This week Immunity published new study showing that CD8 T cell dysfunctions frequently observed in tumors is induced (a) early on (between 1-3 weeks), (b) it is antigen-specific (driven by chronic antigenic stimulation) and (c) it is irreversible even when checkpoint inhibitors are applied.
For this paper the authors have used tamoxifen-inducible, autochthonous [indigenous] liver cancer model (ASTxCre-ERT2; AST = Albumin-floxStop-SV40 large T antigen, Tag). In this model tamoxifen application induces Tag expression that inactivates two central tumor suppressor proteins, retinoblastoma protein and the p53. Analysis of Tag-specific CD8 T cells at weeks 1 or 4 showed that already by week 1 tumor antigen-specific CD8 T effector cells display signs of "exhaustion" phenotype, that was further exaggerated by week 4 (up-regulation of PD-1, 2B4, LAG3, TIM-3 and failure to express cytokines).
Furthermore, when such tumor "educated" CD8 T cells were transferred into tumor-free hosts and challenged with live Tag+ infection, only week 1 CD8 T cells could respond. Week 4 T cells were irreversibly dysfunctional. Week 4 tumor antigen-specific CD8 T cells could not be revived even with checkpoint anti-PD-1 antibody.
Finally, the authors showed that tumor induced T cell dysfunction was antigen-specific because presence of tumor did not affect non-specific CD8 T cell functionality (Tag-specific vs. OVA-specific T cells).
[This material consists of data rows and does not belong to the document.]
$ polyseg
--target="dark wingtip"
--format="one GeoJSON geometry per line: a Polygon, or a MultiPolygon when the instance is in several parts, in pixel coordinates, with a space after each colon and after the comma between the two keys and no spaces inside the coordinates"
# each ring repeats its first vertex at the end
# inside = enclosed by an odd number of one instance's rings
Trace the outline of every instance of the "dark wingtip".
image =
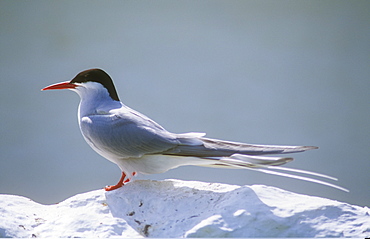
{"type": "Polygon", "coordinates": [[[304,148],[306,150],[311,150],[311,149],[318,149],[319,147],[317,147],[317,146],[304,146],[304,148]]]}

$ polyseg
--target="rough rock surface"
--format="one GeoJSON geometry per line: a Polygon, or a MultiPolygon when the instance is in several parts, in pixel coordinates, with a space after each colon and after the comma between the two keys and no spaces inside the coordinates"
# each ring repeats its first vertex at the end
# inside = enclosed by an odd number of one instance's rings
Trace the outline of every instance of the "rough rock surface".
{"type": "Polygon", "coordinates": [[[263,185],[138,180],[59,204],[0,195],[0,237],[370,237],[370,210],[263,185]]]}

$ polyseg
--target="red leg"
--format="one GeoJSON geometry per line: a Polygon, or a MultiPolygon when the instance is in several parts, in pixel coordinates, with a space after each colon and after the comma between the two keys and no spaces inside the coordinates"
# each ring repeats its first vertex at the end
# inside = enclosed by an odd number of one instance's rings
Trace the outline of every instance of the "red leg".
{"type": "MultiPolygon", "coordinates": [[[[136,175],[136,172],[133,172],[132,173],[132,176],[135,176],[136,175]]],[[[122,172],[122,176],[120,178],[120,180],[118,181],[118,183],[116,185],[113,185],[113,186],[106,186],[104,189],[105,191],[112,191],[112,190],[116,190],[120,187],[122,187],[125,183],[128,183],[130,182],[130,178],[126,179],[126,174],[124,172],[122,172]]]]}
{"type": "Polygon", "coordinates": [[[112,190],[116,190],[117,188],[120,188],[123,186],[123,184],[125,183],[124,180],[126,178],[126,174],[124,172],[122,172],[122,176],[120,178],[120,180],[118,181],[118,183],[114,186],[106,186],[104,189],[105,191],[112,191],[112,190]]]}

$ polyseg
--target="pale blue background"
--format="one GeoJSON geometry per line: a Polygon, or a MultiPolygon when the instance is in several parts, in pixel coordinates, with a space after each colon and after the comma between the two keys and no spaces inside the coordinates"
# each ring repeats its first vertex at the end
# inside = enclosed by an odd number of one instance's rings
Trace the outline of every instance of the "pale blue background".
{"type": "Polygon", "coordinates": [[[316,145],[290,167],[339,190],[248,170],[139,178],[266,184],[370,205],[369,1],[0,1],[0,193],[56,203],[115,184],[84,142],[77,94],[41,92],[99,67],[170,131],[316,145]]]}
In summary, this study indicates that tumors could imprint irreversible "epigenetic" effector dysfunction on tumor antigen-specific T cells early on. The results in this study have important implications for clinical immunotherapy. We need to recognize that even with recent progress in application of checkpoint inhibitors for tumor management success is not guaranteed.
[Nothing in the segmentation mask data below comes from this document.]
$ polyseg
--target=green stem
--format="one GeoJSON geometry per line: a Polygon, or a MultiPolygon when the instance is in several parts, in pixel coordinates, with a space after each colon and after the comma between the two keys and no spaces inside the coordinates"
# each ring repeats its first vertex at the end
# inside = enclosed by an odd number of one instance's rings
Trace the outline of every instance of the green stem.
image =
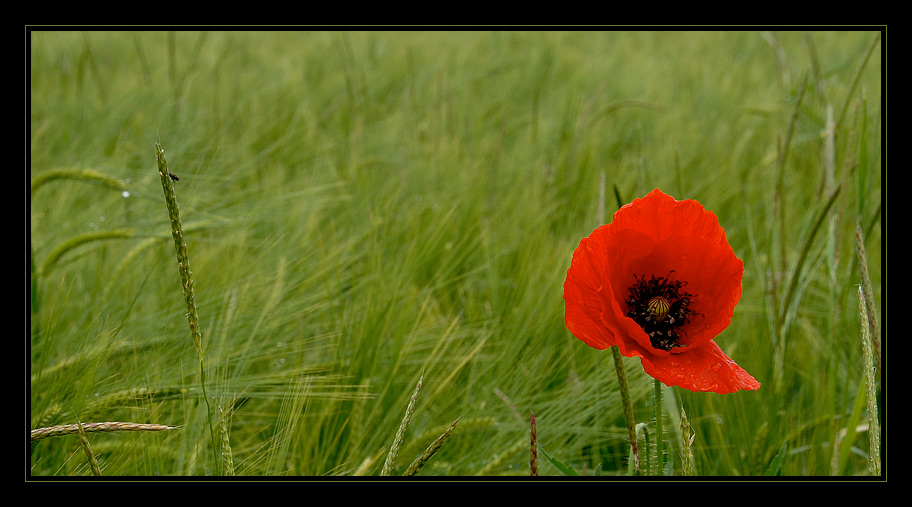
{"type": "Polygon", "coordinates": [[[662,383],[655,381],[655,425],[656,425],[656,475],[665,470],[665,439],[662,438],[662,383]]]}
{"type": "Polygon", "coordinates": [[[630,389],[627,387],[627,373],[624,371],[624,358],[617,346],[611,347],[614,356],[614,371],[617,373],[618,389],[621,392],[621,402],[624,405],[624,420],[627,422],[627,435],[630,438],[630,450],[633,453],[633,467],[635,473],[640,471],[640,452],[637,449],[636,421],[633,419],[633,405],[630,403],[630,389]]]}
{"type": "Polygon", "coordinates": [[[206,392],[206,368],[203,360],[203,337],[200,333],[199,313],[196,309],[196,296],[193,292],[193,273],[190,271],[190,254],[187,242],[184,241],[184,231],[181,226],[180,208],[174,195],[174,182],[168,171],[168,161],[165,159],[165,150],[161,145],[155,144],[155,155],[158,160],[158,175],[161,178],[162,190],[165,194],[165,203],[168,206],[168,217],[171,220],[171,237],[174,240],[174,250],[177,253],[177,267],[180,271],[181,285],[184,289],[184,303],[187,306],[187,322],[190,325],[190,337],[199,357],[200,387],[203,391],[203,401],[206,403],[206,417],[209,421],[209,439],[212,443],[212,454],[215,461],[216,475],[221,475],[218,457],[218,445],[212,429],[212,408],[209,406],[209,394],[206,392]]]}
One drawback of this study is that the authors did not determine relationship between "antigen dosage" and CD8 T cell dysfunction. Albumin could drive huge amount of tumor antigen expression and the speed of tumor formation in these mice is clear example for such rapid "non-physiological" model. Next step would be to design tumor models where tumor specific antigen expression [dosage] could be regulated as well.